Se a Verdi era forse ancora lecito avvicinare il Lohengrin al sentimento proprio della musica italiana, soprattutto per il peso che in esso hanno i puri valori melodici e certi stessi momenti culminanti in forma chiusa (il racconto di Elsa al primo atto, quello di Lohengrin nell’ultimo), assai meno comprensibile è il perdurare di una tradizione che, seppur talvolta guidata da obiettive necessità, non si spiega ragionevolmente se non avanzando un’ipotesi.

La musica del Lohengrin non era sentita veramente come quella più vicina alla sensibilità degli italiani (e come avrebbe potuto?), ma era quella più disponibile ad esser ridotta a oleagrafica convenzione sia dell’ opera in se stessa, sia del Romanticismo tedesco quale lo si percepiva da noi estranei: irrazionalismo, aure leggendarie e mitiche, nebbie nordiche, incomprensibili presagi, senso cosmico della catastrofe (non il patetico amore e morte melodrammatico), simbolismo portato all’eccesso (in primo luogo il cigno, naturalmente). Dovendo accettare e trovare, in Wagner, un’opera che si prestasse a questa assimilazione (si pensi soltanto alla traduzione italiana, paradigmatica, del De Marchesi), questa poteva essere soltanto il Lohengrin: e così difatti fu.

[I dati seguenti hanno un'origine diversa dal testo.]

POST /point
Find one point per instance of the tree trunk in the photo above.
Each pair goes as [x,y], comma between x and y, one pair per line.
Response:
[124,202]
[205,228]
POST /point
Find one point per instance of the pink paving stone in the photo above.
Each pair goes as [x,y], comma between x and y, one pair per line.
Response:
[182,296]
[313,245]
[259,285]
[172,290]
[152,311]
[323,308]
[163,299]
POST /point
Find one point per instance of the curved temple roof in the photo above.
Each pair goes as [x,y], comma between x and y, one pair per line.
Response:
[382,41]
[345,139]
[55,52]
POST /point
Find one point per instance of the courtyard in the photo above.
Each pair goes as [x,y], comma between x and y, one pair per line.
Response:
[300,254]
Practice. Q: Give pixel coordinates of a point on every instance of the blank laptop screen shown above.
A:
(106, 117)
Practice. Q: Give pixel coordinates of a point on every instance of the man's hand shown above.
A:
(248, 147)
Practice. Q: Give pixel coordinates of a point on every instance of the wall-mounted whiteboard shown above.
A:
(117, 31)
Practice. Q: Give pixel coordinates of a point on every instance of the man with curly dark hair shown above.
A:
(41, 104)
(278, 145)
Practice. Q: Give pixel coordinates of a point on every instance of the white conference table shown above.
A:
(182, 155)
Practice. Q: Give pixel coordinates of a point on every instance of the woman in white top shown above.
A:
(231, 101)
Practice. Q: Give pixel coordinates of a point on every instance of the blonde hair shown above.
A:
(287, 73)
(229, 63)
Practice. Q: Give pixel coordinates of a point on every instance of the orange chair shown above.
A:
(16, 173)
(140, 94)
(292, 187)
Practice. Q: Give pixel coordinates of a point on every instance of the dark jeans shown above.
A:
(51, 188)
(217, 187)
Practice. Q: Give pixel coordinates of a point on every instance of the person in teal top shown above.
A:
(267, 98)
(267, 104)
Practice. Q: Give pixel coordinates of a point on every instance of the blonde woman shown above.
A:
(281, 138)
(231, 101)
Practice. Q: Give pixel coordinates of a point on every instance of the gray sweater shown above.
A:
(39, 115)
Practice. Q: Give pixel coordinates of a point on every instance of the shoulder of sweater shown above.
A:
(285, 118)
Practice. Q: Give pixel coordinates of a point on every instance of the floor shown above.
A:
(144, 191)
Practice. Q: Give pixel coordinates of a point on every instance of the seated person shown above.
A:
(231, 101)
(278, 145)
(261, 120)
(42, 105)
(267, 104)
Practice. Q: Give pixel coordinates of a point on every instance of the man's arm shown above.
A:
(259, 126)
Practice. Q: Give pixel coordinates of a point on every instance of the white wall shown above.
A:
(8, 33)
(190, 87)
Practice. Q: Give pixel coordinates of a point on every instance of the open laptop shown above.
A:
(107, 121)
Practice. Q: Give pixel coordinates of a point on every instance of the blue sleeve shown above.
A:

Anche come opera in se stessa, abbiamo detto: dato che nel Lohengrin la drammaturgia segue, almeno apparentemente, schemi tradizionali, per esempio nella costruzione delle scene e nella distribuzione dei personaggi: personaggi “”buoni”” da un lato (tenore e soprano, legati da impossibile amore e oggetto di intrighi politici), personaggi “”cattivi”” dall’altro (baritono e mezzosoprano); con il Re, incarnazione della figura paterna del monarca saggio e benevolo, nel mezzo. E quanto alla struttura dell’opera: un Preludio a se stante, benchè musicalmente in stretta relazione con il materiale dell’opera, vaste scene corali ali’ inizio e alla fine degli atti, duetti e concertati, e così via; senza contare le forme chiuse, persino, nella presentazione dei due personaggi principali, due episodi assimilabili alla “”arie dì sortita”” del melodramma tradizionale.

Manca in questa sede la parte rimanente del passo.